For this reason, type 1 diabetes usually develops suddenly in childhood, while type 2 progresses gradually during adulthood, passing through the so-called pre-diabetic state, which is defined as having borderline blood sugar levels: higher than normal but lower than typical for diabetes. Pre-diabetes is very common and, although it does not always develop into full-blown diabetes, over time it can cause similar damage to the body. An unhealthy lifestyle is the trigger for pre-diabetes and the main driver of its progression to type 2 diabetes. Key factors include obesity and physical inactivity.
There are at least two ways in which obesity can lead to insulin resistance and hyperglycemia.
First, in obesity, fat cells are forced to process more nutrients than they can handle and become stressed. As a result, they begin to release inflammatory mediators known as cytokines. Cytokines interfere with the insulin receptor signaling cascade, blocking the action of insulin and making the cells less responsive to it.
Second, excess adipose tissue releases and sends excessive amounts of free fatty acids to the liver – an event that normally only occurs during fasting.

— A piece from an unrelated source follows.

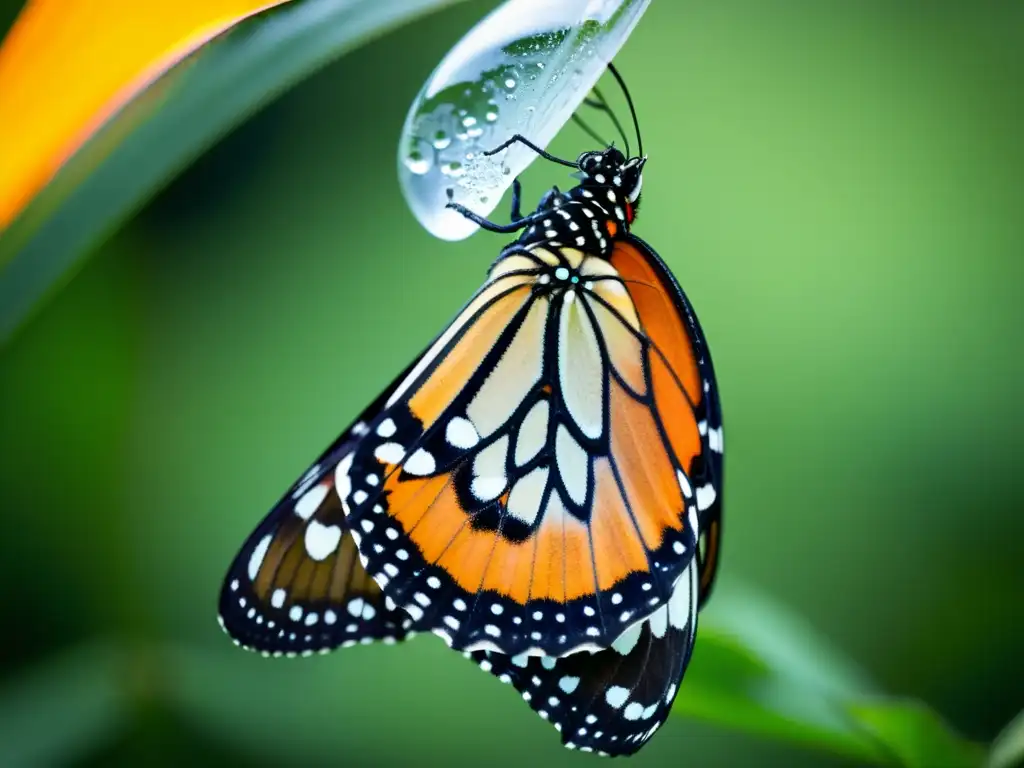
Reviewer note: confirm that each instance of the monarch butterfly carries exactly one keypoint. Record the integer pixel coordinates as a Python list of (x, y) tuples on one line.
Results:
[(542, 486)]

This causes the liver to produce and release more glucose into the blood. Hyperglycemia stimulates further insulin secretion. Constantly high insulin levels desensitize the tissues, causing insulin resistance.
Abdominal fat seems to produce more fatty acids and cytokines, and thus has a more severe effect on blood sugar levels than subcutaneous or peripheral fat. For this reason, an excessive waist circumference is a more significant risk factor than body mass index (BMI).

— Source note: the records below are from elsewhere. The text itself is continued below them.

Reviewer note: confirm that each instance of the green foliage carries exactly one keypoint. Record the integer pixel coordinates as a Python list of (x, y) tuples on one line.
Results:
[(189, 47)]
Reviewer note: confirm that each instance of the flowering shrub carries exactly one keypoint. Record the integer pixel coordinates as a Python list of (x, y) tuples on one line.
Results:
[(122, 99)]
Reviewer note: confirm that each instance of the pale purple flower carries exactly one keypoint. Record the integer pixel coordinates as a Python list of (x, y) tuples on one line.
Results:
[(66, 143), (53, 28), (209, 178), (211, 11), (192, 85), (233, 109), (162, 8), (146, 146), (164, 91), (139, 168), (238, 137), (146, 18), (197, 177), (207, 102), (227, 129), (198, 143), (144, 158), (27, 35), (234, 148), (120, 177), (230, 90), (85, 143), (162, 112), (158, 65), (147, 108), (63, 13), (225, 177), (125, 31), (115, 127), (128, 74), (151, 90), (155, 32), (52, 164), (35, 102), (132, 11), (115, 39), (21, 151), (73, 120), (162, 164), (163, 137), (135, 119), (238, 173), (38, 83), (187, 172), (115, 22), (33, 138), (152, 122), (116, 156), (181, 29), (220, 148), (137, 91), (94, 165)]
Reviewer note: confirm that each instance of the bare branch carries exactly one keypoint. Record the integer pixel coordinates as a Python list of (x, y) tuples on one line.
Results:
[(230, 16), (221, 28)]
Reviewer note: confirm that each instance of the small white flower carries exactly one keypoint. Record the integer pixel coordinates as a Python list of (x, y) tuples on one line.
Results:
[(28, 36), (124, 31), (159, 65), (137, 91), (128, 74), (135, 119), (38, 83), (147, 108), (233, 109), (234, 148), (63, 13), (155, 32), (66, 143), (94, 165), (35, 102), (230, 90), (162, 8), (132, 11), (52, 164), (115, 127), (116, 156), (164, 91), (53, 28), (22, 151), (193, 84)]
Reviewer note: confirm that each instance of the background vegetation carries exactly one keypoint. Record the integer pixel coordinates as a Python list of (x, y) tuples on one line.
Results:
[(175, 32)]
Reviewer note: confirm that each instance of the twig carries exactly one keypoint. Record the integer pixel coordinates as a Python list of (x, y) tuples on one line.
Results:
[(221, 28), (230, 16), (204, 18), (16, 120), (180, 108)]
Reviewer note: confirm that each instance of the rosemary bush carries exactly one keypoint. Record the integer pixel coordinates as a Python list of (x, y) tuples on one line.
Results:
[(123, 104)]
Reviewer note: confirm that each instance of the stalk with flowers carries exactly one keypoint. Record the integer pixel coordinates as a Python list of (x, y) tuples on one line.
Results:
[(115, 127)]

A sedentary lifestyle, in addition to indirectly causing weight gain, directly impacts insulin resistance. This happens because physical activity is necessary to maintain “healthy” blood sugar levels. Physical activity increases the energy demand of muscles, which consume glucose from the blood and later glucose stored in the liver and adipose tissue.

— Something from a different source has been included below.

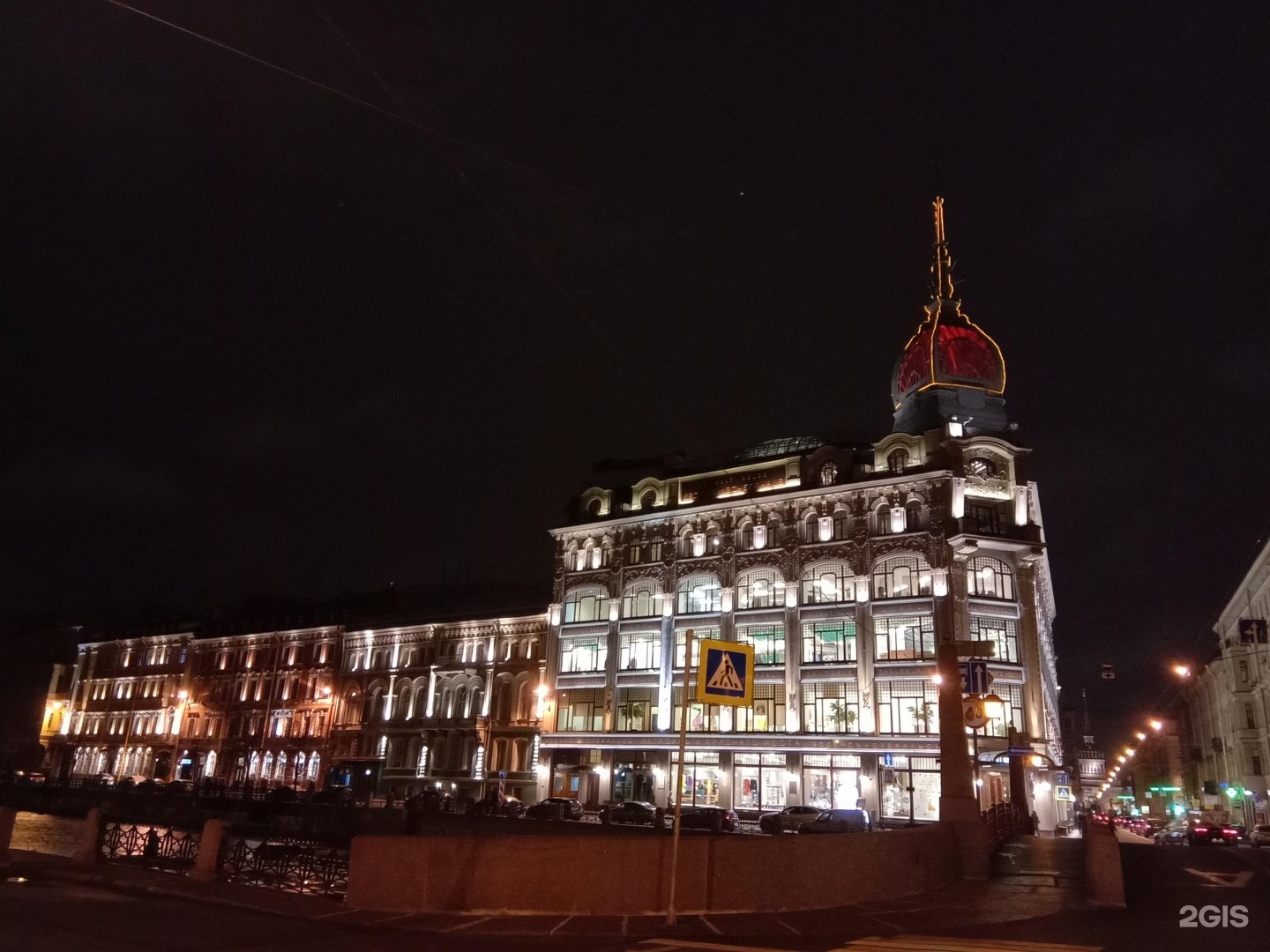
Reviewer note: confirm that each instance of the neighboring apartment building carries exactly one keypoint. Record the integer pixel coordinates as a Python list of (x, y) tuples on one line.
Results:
[(1224, 707), (843, 562)]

A high energy expenditure helps normalize blood sugar spikes that follow meals more quickly. Additionally, high energy demand promotes a better cellular response to insulin, increasing insulin sensitivity. Studies have shown that physical inactivity, even for a short period, results in significantly higher blood sugar spikes after meals, which can lead to pre-diabetic changes in healthy individuals or accelerate the transition from pre-diabetes to full-blown diabetes.
It is important to note that this does not only occur in overweight patients, but also in individuals with a seemingly “healthy” weight. This likely happens because inactivity reduces muscle mass and replaces it with adipose tissue, which has serious effects on blood sugar levels even if overall weight remains within normal limits.
The key concept is that, to prevent diabetes, weight control must be combined with physical activity or exercise.